In Bangladesh, which has almost eliminated VL with support from the Ascend programme, health officials are concerned that the aid cuts could lead to a resurgence.

Ascend funds, used to spread awareness and detect new cases, were stopped in June, meaning that work will soon end.

Bangladeshi health official Abu Nayeem said the government was looking for new funding sources.

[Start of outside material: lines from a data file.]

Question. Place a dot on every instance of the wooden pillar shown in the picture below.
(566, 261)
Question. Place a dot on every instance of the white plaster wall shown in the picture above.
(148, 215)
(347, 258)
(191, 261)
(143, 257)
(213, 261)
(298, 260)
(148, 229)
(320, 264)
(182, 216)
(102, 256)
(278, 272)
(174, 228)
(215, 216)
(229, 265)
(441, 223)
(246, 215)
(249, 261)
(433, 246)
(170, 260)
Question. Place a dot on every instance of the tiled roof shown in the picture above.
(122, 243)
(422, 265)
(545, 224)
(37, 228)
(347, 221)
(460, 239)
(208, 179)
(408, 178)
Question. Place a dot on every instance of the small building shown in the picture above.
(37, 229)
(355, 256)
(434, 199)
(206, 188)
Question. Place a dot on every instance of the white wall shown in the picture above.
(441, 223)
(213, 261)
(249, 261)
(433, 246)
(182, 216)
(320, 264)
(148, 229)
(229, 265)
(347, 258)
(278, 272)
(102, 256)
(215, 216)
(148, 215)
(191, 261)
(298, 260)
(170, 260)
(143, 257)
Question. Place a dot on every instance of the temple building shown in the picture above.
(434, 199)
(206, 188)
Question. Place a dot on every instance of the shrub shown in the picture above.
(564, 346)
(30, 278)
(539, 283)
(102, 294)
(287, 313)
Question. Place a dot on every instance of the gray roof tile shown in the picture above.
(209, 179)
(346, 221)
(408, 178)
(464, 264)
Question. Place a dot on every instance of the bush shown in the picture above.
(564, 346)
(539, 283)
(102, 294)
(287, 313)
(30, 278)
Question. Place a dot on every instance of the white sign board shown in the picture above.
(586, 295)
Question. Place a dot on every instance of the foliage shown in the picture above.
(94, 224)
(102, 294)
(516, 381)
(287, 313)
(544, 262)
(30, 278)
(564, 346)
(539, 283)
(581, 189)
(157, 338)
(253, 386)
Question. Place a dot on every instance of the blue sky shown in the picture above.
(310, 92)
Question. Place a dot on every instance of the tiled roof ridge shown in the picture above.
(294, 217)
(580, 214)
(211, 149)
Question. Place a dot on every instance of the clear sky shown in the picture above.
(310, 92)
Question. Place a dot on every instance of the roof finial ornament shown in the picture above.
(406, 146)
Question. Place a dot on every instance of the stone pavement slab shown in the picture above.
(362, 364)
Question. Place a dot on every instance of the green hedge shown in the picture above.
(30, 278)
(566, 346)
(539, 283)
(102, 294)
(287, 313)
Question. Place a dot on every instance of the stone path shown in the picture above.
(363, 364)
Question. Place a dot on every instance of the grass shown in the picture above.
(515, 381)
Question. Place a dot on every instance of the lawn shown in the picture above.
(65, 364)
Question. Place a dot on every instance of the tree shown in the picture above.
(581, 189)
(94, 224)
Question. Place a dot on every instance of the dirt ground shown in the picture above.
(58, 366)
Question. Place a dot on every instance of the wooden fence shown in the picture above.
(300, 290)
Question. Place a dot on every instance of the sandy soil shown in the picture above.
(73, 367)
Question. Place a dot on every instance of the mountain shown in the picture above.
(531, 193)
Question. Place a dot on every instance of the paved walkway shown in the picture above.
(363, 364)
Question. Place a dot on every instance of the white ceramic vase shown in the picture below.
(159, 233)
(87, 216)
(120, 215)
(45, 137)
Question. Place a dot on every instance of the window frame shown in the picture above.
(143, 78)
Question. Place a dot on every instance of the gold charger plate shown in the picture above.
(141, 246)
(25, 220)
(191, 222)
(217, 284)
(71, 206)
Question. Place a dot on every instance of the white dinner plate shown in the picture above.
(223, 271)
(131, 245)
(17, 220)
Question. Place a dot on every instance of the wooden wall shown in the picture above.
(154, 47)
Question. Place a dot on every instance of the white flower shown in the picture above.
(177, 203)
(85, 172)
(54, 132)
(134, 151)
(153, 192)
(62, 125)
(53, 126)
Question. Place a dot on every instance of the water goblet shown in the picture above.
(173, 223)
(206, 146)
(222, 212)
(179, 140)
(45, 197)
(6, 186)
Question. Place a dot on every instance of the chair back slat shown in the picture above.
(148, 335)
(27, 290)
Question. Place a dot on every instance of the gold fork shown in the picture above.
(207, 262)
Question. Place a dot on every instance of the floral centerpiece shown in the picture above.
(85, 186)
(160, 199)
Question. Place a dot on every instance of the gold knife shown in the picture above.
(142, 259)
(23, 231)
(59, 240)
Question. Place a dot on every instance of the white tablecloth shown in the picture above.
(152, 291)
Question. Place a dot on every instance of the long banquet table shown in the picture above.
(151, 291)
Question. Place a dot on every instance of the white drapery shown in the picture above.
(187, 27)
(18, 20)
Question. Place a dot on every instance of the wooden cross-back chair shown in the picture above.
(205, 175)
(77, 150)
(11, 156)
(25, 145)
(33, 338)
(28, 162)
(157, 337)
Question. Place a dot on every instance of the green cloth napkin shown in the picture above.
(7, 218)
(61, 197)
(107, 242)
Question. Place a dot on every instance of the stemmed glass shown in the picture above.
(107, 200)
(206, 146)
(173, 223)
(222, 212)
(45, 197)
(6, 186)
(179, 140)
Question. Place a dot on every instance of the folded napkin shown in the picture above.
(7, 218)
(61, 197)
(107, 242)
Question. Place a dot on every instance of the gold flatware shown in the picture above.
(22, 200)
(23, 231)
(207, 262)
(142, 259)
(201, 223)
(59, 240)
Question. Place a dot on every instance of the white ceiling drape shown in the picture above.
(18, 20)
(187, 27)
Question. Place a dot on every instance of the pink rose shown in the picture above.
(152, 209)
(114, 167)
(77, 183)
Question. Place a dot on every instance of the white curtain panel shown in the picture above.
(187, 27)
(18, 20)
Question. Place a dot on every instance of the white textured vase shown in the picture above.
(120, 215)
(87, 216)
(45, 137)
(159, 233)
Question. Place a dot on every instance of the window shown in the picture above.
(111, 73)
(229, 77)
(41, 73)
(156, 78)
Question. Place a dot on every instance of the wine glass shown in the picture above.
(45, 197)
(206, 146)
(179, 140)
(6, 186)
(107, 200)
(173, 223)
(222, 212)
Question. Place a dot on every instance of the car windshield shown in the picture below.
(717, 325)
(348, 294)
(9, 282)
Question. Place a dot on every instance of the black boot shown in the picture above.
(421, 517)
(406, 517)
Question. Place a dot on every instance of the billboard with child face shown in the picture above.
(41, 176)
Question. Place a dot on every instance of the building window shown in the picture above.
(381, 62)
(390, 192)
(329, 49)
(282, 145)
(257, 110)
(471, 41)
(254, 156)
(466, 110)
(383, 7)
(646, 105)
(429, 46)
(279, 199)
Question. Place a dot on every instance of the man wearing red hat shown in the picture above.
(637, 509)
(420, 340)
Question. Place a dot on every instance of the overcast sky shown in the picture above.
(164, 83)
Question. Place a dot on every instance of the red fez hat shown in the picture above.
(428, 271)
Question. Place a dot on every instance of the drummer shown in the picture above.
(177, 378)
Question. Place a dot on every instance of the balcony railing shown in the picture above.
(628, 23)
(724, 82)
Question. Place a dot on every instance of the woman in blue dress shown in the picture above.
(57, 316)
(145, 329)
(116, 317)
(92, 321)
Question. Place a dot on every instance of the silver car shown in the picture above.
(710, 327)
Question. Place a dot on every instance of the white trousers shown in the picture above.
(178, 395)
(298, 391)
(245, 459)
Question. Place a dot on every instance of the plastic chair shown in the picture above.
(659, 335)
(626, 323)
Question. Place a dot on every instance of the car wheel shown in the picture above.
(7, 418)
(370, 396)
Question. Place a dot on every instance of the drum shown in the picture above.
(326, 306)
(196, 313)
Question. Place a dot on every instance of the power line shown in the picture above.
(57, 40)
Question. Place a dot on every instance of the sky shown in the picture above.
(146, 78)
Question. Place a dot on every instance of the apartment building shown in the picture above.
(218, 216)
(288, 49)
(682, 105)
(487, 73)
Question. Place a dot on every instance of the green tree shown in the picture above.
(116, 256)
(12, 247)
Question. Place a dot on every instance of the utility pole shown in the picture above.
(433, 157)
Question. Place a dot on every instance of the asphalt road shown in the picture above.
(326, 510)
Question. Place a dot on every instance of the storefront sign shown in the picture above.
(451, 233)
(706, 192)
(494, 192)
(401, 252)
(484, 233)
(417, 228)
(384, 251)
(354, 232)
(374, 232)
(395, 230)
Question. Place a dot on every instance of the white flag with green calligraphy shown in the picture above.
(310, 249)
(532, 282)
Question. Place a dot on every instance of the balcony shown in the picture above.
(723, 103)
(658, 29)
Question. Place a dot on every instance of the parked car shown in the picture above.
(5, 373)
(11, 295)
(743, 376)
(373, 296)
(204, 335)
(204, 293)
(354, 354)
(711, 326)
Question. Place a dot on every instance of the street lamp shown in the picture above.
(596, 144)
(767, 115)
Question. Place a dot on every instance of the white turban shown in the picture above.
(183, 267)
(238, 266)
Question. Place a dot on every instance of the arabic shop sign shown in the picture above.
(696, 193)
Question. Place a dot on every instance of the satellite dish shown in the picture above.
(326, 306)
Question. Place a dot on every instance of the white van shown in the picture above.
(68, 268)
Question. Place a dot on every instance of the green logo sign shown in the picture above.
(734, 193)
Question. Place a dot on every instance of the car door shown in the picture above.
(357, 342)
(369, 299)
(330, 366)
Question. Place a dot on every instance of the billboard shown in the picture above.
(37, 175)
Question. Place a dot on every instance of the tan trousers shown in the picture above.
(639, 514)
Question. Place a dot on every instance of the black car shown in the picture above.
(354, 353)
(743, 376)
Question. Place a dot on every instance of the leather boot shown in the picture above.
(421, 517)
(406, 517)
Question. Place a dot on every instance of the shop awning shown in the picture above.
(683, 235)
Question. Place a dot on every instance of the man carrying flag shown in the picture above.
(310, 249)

But funding for NTDs, always in short supply, has been hit by the Covid-19-19 pandemic, said Dinesh Mondal, a Bangladeshi research scientist who sits on the WHO's advisory panel for parasitic disease control.

“Just because the number of cases have dropped, doesn't mean we can breathe easy. Even a single patient can gradually lead to an outbreak,” he said.

“We need a new treatment for this disease. There are lots of ideas, but not enough funding ... even most of the competitive grants today go to Covid-based research.”

Treatments vary but can be lengthy and expensive. In East Africa, patients must be hospitalised for 17 days of injections, straining already poorly resourced health facilities.

The DNDi is conducting clinical trials to find an oral treatment, but Wasunna said few donors wanted to support VL research.

Kenya said it had received no official communication on the aid cuts, but a health ministry official said concern was growing.

VL is endemic in nine of Kenya's 47 counties — remote, arid or semi-arid regions inhabited largely by pastoralist communities that are hard to reach with public health information.

Most patients are men and boys who take their herds long distances for grazing and often sleep outside, leaving them exposed to sandfly bites.

“We have many priorities such as HIV/Aids, malaria and tuberculosis and so we are very dependent on our foreign partners’ support to our VL programmes,” said the Kenyan official, who declined to be identified as he isn’t authorised to speak to the media.

“We were planning to conduct training in various counties of community health workers so they can reach out to remote populations. This would help to strengthen early diagnoses and treatment. Now, we are not so sure.”